The Stueckelberg Field

TL;DR

The paper reviews the Stueckelberg mechanism, extending it to the standard model to give mass to the photon, discusses its implications, historical influence, and explores potential generalizations to non-Abelian gauge theories.

Contribution

It provides a comprehensive review of the Stueckelberg mechanism's application to the standard model and discusses prospects for extending it beyond Abelian theories.

Findings

Stueckelberg mechanism can give mass to the photon in the standard model.

Neutrinos acquire coupling to the photon through this mechanism.

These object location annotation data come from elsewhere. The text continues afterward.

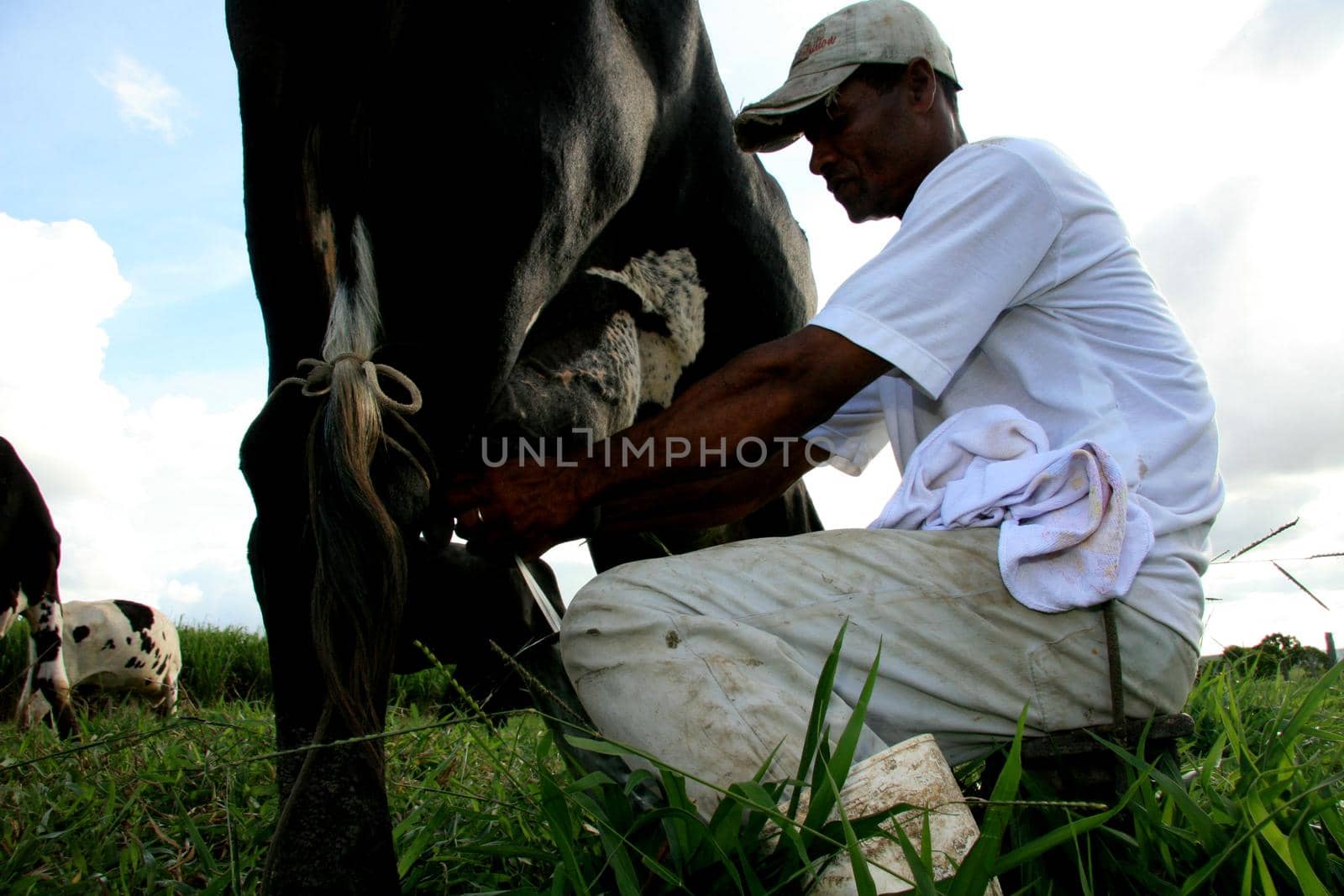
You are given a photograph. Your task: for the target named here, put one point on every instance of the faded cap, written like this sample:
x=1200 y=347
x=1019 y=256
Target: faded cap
x=889 y=31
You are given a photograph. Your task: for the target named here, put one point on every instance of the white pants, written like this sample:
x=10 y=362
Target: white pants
x=710 y=660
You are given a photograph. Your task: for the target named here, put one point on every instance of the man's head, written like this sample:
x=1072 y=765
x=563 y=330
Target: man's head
x=874 y=90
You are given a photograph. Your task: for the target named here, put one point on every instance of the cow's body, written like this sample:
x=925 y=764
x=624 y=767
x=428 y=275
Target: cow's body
x=116 y=645
x=585 y=134
x=30 y=553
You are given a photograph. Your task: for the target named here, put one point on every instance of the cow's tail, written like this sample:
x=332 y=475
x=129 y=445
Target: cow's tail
x=360 y=582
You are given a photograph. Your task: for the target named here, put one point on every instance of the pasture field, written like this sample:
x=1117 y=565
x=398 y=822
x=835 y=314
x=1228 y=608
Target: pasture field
x=145 y=805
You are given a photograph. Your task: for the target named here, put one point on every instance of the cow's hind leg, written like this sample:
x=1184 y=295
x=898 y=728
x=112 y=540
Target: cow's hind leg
x=333 y=799
x=47 y=668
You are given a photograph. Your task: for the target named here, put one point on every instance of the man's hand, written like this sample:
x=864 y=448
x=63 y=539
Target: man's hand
x=519 y=508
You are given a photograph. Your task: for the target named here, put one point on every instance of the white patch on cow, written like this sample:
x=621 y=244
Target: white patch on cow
x=355 y=322
x=144 y=661
x=669 y=285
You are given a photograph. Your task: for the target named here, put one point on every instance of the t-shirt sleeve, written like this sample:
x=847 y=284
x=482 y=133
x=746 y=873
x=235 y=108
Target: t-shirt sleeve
x=976 y=231
x=855 y=432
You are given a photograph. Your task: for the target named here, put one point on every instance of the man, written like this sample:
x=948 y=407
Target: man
x=1011 y=282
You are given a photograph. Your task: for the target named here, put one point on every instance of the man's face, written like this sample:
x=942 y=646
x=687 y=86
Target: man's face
x=866 y=145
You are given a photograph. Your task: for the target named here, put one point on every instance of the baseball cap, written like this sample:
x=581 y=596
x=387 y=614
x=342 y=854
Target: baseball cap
x=889 y=31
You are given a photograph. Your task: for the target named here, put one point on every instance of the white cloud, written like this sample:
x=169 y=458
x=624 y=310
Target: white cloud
x=148 y=500
x=143 y=97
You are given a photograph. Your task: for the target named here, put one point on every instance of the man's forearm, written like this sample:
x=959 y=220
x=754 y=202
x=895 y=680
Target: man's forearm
x=766 y=396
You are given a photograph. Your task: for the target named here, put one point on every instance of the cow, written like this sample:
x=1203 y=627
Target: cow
x=584 y=154
x=30 y=553
x=114 y=645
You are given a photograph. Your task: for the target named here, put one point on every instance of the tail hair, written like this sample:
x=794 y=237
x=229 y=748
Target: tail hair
x=360 y=582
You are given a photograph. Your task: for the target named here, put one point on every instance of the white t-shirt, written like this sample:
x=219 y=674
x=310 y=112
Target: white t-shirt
x=1012 y=281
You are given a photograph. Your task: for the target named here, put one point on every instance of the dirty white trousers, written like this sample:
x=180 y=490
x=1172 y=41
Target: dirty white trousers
x=709 y=660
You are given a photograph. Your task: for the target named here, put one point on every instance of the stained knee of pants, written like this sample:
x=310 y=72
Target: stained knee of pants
x=709 y=696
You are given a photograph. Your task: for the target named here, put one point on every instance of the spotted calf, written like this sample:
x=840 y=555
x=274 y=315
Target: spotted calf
x=30 y=551
x=116 y=645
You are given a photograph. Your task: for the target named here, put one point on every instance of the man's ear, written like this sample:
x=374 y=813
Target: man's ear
x=921 y=85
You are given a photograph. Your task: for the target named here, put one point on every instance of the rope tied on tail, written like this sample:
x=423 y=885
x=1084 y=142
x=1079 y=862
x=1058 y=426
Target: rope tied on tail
x=318 y=382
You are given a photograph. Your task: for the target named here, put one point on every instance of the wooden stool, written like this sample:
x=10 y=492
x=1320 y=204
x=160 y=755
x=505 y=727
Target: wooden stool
x=1077 y=766
x=1075 y=763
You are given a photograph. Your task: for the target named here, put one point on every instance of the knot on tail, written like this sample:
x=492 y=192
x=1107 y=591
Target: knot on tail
x=318 y=380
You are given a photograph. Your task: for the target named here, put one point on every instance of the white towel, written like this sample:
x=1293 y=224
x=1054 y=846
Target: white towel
x=1068 y=535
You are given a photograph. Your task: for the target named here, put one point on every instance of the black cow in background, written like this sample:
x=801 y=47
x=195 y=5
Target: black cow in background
x=537 y=217
x=30 y=551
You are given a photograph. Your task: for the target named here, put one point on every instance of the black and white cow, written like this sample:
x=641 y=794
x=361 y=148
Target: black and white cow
x=30 y=551
x=116 y=645
x=433 y=192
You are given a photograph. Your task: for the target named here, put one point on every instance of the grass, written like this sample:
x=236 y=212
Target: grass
x=141 y=805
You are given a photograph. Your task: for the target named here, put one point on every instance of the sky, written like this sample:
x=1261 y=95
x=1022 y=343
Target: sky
x=134 y=356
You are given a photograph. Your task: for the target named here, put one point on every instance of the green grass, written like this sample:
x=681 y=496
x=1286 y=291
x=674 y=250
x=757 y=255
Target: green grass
x=143 y=805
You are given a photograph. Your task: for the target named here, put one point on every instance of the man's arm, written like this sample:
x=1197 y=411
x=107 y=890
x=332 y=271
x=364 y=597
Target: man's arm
x=774 y=391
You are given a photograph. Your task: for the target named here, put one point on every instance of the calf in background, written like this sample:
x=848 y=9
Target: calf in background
x=116 y=645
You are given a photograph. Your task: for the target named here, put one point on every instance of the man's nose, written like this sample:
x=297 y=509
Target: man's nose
x=822 y=156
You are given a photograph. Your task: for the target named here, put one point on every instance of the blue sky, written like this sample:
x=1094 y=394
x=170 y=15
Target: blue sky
x=136 y=351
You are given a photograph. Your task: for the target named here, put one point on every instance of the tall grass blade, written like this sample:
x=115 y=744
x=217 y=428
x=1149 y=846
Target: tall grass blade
x=816 y=721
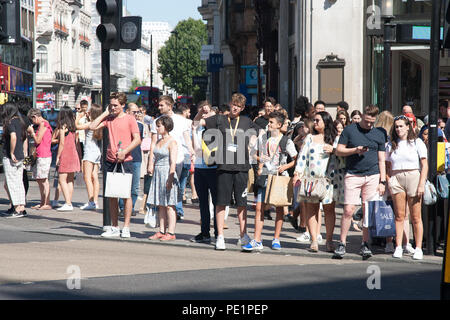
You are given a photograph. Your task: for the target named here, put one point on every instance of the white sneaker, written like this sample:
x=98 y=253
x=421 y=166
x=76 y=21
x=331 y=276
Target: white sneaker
x=389 y=248
x=319 y=238
x=111 y=232
x=89 y=206
x=418 y=254
x=65 y=207
x=398 y=253
x=125 y=232
x=54 y=204
x=304 y=238
x=408 y=249
x=245 y=240
x=220 y=243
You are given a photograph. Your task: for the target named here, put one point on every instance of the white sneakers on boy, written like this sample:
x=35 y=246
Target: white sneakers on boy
x=220 y=243
x=111 y=232
x=398 y=253
x=65 y=207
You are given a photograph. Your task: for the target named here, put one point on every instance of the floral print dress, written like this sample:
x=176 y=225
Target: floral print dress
x=313 y=163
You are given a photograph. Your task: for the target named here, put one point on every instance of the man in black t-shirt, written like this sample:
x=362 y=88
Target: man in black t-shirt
x=269 y=107
x=364 y=148
x=232 y=135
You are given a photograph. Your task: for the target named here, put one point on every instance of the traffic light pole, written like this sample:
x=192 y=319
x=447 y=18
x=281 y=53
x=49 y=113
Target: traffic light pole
x=106 y=92
x=433 y=115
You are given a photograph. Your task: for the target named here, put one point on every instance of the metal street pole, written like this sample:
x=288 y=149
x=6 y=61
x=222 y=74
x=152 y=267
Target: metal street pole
x=151 y=63
x=106 y=92
x=176 y=60
x=433 y=116
x=187 y=71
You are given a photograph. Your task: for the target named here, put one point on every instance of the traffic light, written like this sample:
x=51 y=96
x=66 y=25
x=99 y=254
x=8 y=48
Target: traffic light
x=130 y=33
x=108 y=31
x=9 y=21
x=446 y=40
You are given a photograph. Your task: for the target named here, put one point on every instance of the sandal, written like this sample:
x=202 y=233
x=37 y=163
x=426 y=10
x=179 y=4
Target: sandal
x=355 y=227
x=314 y=247
x=330 y=246
x=156 y=236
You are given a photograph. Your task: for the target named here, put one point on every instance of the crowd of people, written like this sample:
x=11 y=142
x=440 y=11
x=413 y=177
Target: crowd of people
x=361 y=154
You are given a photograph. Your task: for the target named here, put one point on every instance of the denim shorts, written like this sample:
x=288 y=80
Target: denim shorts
x=261 y=193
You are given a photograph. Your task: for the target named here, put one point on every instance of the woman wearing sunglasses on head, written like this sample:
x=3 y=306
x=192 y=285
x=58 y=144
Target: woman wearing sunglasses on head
x=407 y=170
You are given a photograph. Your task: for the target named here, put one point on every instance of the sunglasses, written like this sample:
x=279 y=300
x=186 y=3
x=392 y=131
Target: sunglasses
x=402 y=117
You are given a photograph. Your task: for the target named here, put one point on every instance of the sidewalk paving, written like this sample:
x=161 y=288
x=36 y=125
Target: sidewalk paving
x=88 y=224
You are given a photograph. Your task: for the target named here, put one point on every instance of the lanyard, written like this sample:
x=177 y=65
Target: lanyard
x=276 y=148
x=233 y=134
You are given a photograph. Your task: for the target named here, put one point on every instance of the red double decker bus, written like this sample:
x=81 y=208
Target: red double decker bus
x=16 y=72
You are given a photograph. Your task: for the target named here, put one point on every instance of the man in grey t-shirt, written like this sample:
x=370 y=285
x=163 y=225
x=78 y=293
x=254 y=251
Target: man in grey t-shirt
x=364 y=148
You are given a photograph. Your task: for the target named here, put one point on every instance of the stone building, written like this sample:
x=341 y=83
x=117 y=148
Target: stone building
x=63 y=42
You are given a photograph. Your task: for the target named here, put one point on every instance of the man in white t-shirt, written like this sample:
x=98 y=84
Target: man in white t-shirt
x=181 y=133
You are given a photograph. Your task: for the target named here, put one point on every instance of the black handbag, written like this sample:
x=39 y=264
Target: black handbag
x=260 y=181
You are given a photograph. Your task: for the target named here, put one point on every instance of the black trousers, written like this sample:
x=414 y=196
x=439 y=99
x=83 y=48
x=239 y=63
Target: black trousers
x=206 y=180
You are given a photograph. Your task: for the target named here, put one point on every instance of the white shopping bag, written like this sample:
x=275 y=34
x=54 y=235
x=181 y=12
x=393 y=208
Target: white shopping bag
x=118 y=184
x=150 y=218
x=376 y=197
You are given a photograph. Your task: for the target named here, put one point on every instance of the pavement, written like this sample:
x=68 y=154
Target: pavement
x=88 y=225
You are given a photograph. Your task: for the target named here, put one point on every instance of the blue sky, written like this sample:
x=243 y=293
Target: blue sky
x=171 y=11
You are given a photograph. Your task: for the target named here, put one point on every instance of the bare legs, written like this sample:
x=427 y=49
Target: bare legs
x=90 y=174
x=66 y=183
x=167 y=219
x=414 y=204
x=44 y=189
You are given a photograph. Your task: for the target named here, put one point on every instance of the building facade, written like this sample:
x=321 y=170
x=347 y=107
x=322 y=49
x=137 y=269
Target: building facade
x=63 y=56
x=157 y=33
x=16 y=61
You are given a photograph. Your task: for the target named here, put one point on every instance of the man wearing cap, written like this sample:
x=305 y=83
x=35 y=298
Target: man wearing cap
x=407 y=112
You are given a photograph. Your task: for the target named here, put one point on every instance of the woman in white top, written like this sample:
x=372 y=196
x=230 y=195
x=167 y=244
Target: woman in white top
x=407 y=167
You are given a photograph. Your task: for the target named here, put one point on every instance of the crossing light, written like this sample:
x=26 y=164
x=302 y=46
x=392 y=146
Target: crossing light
x=9 y=22
x=446 y=40
x=108 y=31
x=130 y=33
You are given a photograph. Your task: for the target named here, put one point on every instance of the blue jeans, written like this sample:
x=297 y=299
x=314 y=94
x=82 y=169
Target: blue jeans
x=183 y=181
x=135 y=185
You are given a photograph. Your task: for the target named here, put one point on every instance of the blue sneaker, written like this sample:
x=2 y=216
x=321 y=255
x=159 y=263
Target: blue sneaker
x=253 y=245
x=276 y=244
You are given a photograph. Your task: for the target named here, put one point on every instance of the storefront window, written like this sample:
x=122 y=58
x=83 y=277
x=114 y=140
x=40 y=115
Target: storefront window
x=412 y=9
x=411 y=83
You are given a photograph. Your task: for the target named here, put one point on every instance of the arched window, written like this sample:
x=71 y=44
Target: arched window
x=42 y=59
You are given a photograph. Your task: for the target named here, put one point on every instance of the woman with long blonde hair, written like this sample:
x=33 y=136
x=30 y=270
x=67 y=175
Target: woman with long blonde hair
x=92 y=155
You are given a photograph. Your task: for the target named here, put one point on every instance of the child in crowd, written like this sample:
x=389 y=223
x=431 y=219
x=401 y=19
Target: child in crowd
x=67 y=157
x=165 y=187
x=43 y=141
x=272 y=160
x=92 y=155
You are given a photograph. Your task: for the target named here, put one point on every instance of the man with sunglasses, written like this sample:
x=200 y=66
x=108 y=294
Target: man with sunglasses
x=124 y=137
x=134 y=111
x=364 y=148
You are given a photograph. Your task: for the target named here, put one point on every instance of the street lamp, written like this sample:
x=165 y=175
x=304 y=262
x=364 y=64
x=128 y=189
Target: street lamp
x=176 y=59
x=187 y=70
x=387 y=13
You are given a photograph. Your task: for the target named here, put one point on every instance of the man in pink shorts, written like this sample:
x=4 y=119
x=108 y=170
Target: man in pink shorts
x=364 y=148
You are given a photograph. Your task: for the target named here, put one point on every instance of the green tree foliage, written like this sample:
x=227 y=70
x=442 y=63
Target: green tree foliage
x=191 y=35
x=136 y=83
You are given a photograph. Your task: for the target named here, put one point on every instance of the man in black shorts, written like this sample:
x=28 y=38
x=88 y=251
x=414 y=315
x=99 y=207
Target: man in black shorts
x=232 y=158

The Higgs mechanism remains the only known renormalizable way to give mass to non-Abelian gauge fields.

Abstract

In 1938, Stueckelberg introduced a scalar field which makes an Abelian gauge theory massive but preserves gauge invariance. The Stueckelberg mechanism is the introduction of new fields to reveal a symmetry of a gauge--fixed theory. We first review the Stueckelberg mechanism in the massive Abelian gauge theory. We then extend this idea to the standard model, stueckelberging the hypercharge U(1) and thus giving a mass to the physical photon. This introduces an infrared regulator for the photon in the standard electroweak theory, along with a modification of the weak mixing angle accompanied by a plethora of new effects. Notably, neutrinos couple to the photon and charged leptons have also a pseudo-vector coupling. Finally, we review the historical influence of Stueckelberg's 1938 idea, which led to applications in many areas not anticipated by the author, such as strings. We describe the numerous proposals to generalize the Stueckelberg trick to the non-Abelian case with the aim to find alternatives to the standard model. Nevertheless, the Higgs mechanism in spontaneous symmetry breaking remains the only presently known way to give masses to non-Abelian vector fields in a renormalizable and unitary theory.